Uit het voorgaande volgt dat het beroep gegrond moet worden verklaard en dat het bestreden besluit moet worden vernietigd, met herroeping van het besluit van 10 april 2013.
Daarbij wijst de Raad erop dat deze beslissing zoals appellante ook zelf heeft onderkend, gevolgen kon hebben voor haar aanspraken op grond van de AOW.
3.4.
Het verzoek van appellante om schadevergoeding wordt toegewezen voor zover het de vergoeding van wettelijke rente betreft. Van andere voor vergoeding in aanmerking komende schade is niet gebleken. Voor de berekening van de wettelijke rente wordt verwezen naar de uitspraak van de Raad van 25 januari 2012, ECLI:NL:CRVB:2012:BV1958.
4.
Er is tot slot aanleiding om verweerder te veroordelen in de proceskosten van appellante.

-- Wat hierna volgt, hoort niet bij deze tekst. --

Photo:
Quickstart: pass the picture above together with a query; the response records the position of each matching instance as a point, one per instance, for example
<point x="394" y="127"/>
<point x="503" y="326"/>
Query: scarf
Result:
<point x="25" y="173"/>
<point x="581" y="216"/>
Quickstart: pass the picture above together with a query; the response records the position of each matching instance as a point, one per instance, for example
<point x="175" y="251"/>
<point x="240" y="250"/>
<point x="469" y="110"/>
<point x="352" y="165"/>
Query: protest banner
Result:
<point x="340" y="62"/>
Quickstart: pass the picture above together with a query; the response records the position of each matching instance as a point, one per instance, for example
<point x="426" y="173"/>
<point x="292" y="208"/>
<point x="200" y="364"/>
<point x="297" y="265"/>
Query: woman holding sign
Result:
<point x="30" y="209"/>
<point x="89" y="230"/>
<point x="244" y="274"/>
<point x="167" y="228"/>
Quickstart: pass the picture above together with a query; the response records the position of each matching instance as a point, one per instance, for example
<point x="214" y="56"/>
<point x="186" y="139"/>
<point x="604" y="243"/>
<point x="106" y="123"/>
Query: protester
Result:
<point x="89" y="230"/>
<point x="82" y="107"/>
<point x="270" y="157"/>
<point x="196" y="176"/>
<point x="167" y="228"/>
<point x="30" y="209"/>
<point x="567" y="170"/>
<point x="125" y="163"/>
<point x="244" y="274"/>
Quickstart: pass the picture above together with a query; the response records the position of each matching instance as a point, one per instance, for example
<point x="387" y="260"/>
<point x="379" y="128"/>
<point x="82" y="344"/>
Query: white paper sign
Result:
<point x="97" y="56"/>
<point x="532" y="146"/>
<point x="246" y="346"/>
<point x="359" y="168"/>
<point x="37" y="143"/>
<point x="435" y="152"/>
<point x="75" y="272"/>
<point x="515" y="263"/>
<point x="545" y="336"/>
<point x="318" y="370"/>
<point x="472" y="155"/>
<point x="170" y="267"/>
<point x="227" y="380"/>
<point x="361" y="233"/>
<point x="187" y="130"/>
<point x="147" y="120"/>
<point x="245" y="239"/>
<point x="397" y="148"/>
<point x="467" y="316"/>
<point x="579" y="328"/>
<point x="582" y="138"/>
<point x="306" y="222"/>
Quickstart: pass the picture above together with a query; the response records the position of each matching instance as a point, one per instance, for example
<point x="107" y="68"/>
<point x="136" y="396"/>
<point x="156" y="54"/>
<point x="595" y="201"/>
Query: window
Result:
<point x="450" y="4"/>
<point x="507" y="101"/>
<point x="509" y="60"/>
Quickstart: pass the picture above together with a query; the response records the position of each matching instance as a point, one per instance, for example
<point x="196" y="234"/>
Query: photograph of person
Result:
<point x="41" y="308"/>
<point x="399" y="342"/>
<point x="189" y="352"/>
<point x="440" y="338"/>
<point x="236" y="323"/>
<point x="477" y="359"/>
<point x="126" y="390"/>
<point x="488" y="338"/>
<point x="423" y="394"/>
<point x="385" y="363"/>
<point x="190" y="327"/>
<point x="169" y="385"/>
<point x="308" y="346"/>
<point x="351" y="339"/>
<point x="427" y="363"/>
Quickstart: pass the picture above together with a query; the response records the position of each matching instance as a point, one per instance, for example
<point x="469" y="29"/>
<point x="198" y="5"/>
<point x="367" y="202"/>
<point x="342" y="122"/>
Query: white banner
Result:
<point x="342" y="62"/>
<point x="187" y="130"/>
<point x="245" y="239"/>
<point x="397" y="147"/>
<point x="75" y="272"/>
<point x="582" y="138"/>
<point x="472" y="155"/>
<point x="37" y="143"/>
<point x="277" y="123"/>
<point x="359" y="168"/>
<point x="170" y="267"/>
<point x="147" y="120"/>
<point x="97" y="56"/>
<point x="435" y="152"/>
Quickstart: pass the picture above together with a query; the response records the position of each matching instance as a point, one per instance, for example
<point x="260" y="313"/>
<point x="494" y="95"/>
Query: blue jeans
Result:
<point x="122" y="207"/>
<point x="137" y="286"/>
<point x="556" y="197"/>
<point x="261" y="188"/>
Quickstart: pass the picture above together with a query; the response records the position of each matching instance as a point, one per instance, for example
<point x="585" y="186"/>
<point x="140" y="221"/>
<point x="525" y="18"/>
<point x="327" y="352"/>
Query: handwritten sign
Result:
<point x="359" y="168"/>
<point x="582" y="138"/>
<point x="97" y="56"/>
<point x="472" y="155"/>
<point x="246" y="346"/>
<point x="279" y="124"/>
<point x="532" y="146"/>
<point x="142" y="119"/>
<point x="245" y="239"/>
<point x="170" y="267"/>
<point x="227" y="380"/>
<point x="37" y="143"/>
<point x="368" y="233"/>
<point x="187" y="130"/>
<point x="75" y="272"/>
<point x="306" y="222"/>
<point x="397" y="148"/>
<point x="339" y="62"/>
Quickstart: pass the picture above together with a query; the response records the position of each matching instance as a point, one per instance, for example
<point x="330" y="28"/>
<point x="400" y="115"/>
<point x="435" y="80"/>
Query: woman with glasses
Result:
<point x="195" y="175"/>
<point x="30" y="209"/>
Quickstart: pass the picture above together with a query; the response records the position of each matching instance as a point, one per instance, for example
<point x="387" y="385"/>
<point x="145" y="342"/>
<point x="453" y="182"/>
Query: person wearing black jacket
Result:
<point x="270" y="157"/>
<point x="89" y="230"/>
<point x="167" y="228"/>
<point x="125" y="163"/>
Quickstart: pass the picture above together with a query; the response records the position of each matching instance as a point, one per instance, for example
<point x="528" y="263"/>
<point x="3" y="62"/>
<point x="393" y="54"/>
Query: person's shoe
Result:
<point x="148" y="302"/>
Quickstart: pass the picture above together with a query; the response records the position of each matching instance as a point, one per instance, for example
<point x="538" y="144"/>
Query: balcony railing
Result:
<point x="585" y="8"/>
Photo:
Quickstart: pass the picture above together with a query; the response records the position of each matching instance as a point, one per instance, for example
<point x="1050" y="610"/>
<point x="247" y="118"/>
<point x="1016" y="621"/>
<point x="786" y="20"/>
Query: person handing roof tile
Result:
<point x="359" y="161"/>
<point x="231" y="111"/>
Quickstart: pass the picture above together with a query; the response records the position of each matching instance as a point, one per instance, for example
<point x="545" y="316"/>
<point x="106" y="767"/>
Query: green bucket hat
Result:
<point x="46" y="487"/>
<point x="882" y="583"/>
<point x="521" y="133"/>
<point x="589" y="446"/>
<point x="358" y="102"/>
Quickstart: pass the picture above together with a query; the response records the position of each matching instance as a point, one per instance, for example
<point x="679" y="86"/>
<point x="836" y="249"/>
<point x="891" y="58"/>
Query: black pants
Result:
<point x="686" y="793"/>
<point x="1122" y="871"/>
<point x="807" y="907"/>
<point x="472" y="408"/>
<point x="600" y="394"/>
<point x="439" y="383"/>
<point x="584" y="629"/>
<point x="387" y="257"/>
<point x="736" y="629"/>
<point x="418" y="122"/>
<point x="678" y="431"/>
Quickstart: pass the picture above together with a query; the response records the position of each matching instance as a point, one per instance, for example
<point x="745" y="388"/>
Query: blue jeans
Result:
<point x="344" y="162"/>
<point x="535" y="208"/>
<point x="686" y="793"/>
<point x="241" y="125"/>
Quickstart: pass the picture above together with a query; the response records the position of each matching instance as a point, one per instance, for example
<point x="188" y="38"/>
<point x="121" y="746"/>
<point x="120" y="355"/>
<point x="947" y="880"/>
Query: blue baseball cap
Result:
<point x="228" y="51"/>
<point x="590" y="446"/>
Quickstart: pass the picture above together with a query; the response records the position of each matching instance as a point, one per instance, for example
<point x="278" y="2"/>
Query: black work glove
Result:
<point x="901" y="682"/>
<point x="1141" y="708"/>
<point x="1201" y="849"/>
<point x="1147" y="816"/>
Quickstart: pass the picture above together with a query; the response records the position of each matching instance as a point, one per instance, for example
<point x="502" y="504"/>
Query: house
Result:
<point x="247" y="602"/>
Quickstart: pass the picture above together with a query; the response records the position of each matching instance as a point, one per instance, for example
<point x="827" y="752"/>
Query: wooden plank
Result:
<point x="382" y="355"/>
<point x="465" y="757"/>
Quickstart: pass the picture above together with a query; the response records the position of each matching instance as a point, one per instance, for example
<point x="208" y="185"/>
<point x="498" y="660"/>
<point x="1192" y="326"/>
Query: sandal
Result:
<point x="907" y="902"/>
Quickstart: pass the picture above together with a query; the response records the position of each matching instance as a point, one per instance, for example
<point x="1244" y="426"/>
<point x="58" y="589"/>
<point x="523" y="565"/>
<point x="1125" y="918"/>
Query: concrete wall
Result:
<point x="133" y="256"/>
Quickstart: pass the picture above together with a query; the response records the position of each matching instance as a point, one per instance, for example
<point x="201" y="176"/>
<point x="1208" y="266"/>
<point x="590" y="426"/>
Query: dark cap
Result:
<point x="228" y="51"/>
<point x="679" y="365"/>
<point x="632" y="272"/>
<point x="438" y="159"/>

Deze kosten worden begroot op € 974,- voor in bezwaar verleende rechtsbijstand en op
€ 974,- voor in beroep verleende rechtsbijstand.

BESLISSING

De Centrale Raad van Beroep
- verklaart het beroep tegen het bestreden besluit gegrond en vernietigt dit besluit;
- herroept het besluit van 10 april 2013;
- veroordeelt verweerder tot vergoeding aan appellante van wettelijke rente zoals omschreven in rechtsoverweging 3.4;
- bepaalt dat verweerder aan appellante het door haar in beroep betaalde griffierecht van
€ 44,- vergoedt;
- veroordeelt verweerder in de proceskosten van appellante tot een bedrag van € 1.948,-.
Deze uitspraak is gedaan door A. Beuker-Tilstra, in tegenwoordigheid van A.C. Oomkens als griffier. De beslissing is uitgesproken in het openbaar op 12 juni 2014.